Il faut également ajouter et ce n’est pas sans importance que le chien n’est pas un loup ! N’appliquons pas des théories obsolètes basées sur des observations non pertinentes de loups (Canis Lupus Lupus) sur nos chiens domestiques (Canis Lupus Familiaris).

En ayant connaissance du vrai fonctionnement d’une meute de loup, on se rend compte de la bêtise que représentent les « lois de la meute » qui sont souvent les suivantes :

– le chien ne doit pas monter sur le canapé et le lit, un chien qui monte sur le canapé n’est pas un chien qui veut dominer, il est un chien qui veut du confort et du contact avec son maitre. Si les règles ne sont pas claires que parfois on accepte qu’il y monte et que d’autre fois on lui interdit le chien ne comprend plus et il se peut qu’il commence à faire de la protection de ressource sur le canapé. D’où l’intérêt de lui apprendre à monter et à descendre sur commande.
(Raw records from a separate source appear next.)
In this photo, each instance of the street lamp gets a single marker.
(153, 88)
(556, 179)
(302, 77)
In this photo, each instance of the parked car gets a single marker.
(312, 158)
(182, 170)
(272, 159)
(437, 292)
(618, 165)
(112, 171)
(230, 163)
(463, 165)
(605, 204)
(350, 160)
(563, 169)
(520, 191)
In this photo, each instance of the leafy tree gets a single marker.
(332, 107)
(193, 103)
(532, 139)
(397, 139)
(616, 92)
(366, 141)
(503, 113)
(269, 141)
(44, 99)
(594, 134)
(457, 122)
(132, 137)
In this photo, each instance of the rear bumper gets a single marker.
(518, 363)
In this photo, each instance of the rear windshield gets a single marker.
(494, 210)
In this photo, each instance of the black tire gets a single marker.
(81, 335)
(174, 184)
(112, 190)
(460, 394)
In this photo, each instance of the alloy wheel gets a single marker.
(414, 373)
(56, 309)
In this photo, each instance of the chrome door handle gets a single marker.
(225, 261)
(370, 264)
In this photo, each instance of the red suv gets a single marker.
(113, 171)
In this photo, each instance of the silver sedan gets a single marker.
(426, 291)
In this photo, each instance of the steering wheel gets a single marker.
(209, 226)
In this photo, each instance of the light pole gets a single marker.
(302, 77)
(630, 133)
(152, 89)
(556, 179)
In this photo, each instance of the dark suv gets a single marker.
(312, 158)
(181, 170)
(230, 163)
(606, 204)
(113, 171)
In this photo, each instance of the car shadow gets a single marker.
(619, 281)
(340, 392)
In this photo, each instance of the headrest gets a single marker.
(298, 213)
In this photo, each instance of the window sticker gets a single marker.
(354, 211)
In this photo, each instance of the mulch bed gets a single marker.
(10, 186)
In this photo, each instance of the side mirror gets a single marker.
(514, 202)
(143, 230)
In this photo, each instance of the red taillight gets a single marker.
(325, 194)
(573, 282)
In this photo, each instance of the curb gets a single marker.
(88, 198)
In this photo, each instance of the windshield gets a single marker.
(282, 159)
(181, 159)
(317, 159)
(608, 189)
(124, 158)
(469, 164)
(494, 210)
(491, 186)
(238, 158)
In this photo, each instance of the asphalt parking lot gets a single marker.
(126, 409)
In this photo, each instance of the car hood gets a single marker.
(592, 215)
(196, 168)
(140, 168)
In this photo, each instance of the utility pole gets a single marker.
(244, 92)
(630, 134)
– le chien ne doit pas manger avant nous, comme nous l’avons vu tôt les leaders ne mangent pas forcément les premiers, si la nourriture est peu abondant, ce sont les chiots et les membres de la meute fragiles qui mangeront en priorité.

– le chien ne doit pas rester dans les passages ou encadrement de porte de peur qu’il ne contrôle les allées et venues de ses maitres. Dans la nature les parents reproducteurs ne pourront pas forcément surveillez tous les mouvements des membres de la meute, par contre ils pourront choisir un endroit qui permettra de surveillez les intrusions. Un chien qui se couche devant la porte d’entrée risque bien plus de le faire pour surveiller les déplacements de son propriétaire à cause d’un attachement excessif et d’une anxiété de séparation.

– ne pas enjamber son chien. Dans une meute de loup sauvage qu’il n’a jamais été observer qu’un loup « dominant » ne réveiller un subordonné pour qu’il libère le passage que celui-ci dorme ou non. Pourquoi en tant qu’humain devrions-nous systématiquement pousser le chien quand il est facile de faire le tour ? Faire le tour ne diminuera pas la valeur que nous avons à ses yeux. Il est également très facile d’apprendre à son chien à se pousser quand vraiment on ne peut pas passer. Mes chiennes connaissent très bien l’ordre « tu te pousses ? » et elles savent qu’elles doivent se déplacer et le font sans jamais rechigner ni moi hausser le ton.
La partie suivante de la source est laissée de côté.